I could see I’d cocked up the etiquette of proceedings immediately from the look on face, which gave the very distinct impression that I’d just asked if I could mutilate her first born for some sort of corporate event.

“How Do You Want Your Hair Cut?” was the reply, said in the manner one might speak to a particularly despised and disabled step child. And it was at this moment I realised, ‘Shit! I’m back in the UK!’. Where service providers have to pretend to take your view into account. If I tried to direct a Swiss hairdresser in how my hair should look once they’d finished, they would have no hesitation in disemboweling me with the scissors and dragging me to the gutter by my entrails.

I had no idea what to say. Eventually I stammered out, “well, err, mostly I guess, like, shorter?”.

At least this meant the rest of the experience took place in stony, beautiful silence. Next time, I’ll simply walk in wearing Batman pyjamas.

Monday, April 5, 2010

Easter weekend: assualt of the liver

Emerging from the bank holiday weekend like a survivor of a nuclear attack, dazed, confused and fairly sure that my body has been poisoned, I am hereby swearing off even being in the same room as an alcoholic beverage for the rest of my existence. From now on I shall consume nothing but wheatgrass and vegetables handpicked by Jesus.

Trying to piece together what happened seems to be a fruitless exercise, but rummaging through the pockets of my torn, shit-stained jeans I can surmise from the comically lengthy receipts that I have spent this year’s bonus on lager, shots of sambuca and enough rum to kill a bull elephant.

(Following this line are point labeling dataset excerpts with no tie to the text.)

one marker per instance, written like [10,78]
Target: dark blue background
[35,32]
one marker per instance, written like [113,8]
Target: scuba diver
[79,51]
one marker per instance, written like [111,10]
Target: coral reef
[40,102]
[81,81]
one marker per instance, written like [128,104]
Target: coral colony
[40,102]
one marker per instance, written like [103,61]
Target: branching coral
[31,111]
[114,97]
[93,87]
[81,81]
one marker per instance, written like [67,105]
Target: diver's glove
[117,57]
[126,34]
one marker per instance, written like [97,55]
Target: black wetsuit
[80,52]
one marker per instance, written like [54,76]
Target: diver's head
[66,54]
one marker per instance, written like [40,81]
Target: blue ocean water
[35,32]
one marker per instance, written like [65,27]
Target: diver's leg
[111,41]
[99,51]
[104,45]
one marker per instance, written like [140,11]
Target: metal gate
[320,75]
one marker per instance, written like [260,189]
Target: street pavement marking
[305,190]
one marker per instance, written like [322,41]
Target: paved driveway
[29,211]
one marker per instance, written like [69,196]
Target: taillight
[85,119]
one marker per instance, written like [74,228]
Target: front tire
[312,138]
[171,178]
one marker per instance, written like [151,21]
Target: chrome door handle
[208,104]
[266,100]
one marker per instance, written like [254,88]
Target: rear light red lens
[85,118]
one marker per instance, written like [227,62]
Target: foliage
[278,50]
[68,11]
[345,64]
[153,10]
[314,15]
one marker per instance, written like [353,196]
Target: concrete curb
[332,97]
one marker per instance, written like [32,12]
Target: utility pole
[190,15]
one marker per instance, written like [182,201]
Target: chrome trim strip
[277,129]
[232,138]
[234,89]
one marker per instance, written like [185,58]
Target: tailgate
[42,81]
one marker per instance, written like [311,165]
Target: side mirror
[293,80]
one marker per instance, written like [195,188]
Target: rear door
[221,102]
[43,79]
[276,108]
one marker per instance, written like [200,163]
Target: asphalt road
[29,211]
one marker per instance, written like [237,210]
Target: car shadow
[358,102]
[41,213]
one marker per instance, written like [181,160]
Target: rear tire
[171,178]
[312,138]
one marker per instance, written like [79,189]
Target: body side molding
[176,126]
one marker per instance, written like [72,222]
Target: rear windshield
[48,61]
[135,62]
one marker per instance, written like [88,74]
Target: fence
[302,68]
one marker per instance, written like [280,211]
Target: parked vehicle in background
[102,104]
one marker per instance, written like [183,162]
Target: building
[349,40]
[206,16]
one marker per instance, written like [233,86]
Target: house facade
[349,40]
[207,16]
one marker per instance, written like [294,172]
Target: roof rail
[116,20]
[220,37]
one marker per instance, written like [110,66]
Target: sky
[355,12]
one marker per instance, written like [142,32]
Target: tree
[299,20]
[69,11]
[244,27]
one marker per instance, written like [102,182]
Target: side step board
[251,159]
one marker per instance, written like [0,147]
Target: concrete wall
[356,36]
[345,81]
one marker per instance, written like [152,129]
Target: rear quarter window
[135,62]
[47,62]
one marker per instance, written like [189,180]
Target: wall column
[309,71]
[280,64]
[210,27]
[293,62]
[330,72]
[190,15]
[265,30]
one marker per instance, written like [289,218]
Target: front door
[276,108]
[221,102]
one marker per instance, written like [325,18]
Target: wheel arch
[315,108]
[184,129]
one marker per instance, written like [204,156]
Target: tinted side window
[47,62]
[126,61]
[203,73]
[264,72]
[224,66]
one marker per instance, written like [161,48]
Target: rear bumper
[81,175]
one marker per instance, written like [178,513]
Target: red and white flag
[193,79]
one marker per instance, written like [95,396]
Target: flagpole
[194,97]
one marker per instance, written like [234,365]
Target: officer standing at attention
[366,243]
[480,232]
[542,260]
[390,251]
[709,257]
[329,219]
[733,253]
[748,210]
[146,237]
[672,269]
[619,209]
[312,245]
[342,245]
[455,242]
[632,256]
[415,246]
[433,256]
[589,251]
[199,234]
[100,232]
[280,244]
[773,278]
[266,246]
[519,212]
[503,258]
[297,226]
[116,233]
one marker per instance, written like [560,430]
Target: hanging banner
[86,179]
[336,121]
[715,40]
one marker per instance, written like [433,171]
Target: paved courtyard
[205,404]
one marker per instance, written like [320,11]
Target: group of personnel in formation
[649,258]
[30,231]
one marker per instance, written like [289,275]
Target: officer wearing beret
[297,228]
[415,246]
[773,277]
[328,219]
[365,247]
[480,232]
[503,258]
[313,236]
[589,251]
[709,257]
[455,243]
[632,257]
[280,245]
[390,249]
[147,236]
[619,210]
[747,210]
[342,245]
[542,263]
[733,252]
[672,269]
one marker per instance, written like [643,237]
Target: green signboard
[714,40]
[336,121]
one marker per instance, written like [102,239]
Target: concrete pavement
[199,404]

One fuzzy memory to emerge from the whole debacle, like a wounded soldier from a jungle of pain, is stumbling into a bar in Soho that appeared to be run entirely by vampires. The tables were, I shit you not, fashioned from coffins, everything was painted dirty black and the toilets were an unspeakable horror. This hell hole of depravity was called Garlic and Shots, and was populated by Goths and various other sub-cultures who choose to make a statement to society about avoiding the mainstream and individuality by all dressing exactly the same and pushing lumps of metal through their face. So my falling into the establishment and, shouting over the death metal, ordering a glass on chardonnay in a posh, Surrey accent went down like a fart in a space suit. I can say with a degree of confidence that nobody had ever ordered anything close to wine in the place before. The look of the face of the bar maid was so confused it clinked.

At some point in the evening, one of our group bought a round of something called ‘blood shots’. This was a mistake of significant magnitude. Consisting of tabasco, chilli, garlic and alcohol, I am still struggling to comprehend how anyone could believe this would ever be purchased for consumption, as opposed to, say, military use. The thing tasted like a thousand poisonous ants had mistaken my throat, lips and stomach for a very serious threat. The burning was accompanied by an intense wave of nausea as lumps of garlic hit the congealed contents of my stomach, that had by this stage not received any form of sustenance beyond pork scratchings and cigarettes for days. How I managed to prevent myself from projectile vomiting over the table is a miracle to rival a resurrection.

So having learnt from this unholy episode and the chronic agony that has resulted from it, I begin a new chapter of innocence and purity. I will set my alarm for an early morning jog tomorrow and shall start injecting pureed super foods directly into my veins. This can’t possibly go wrong.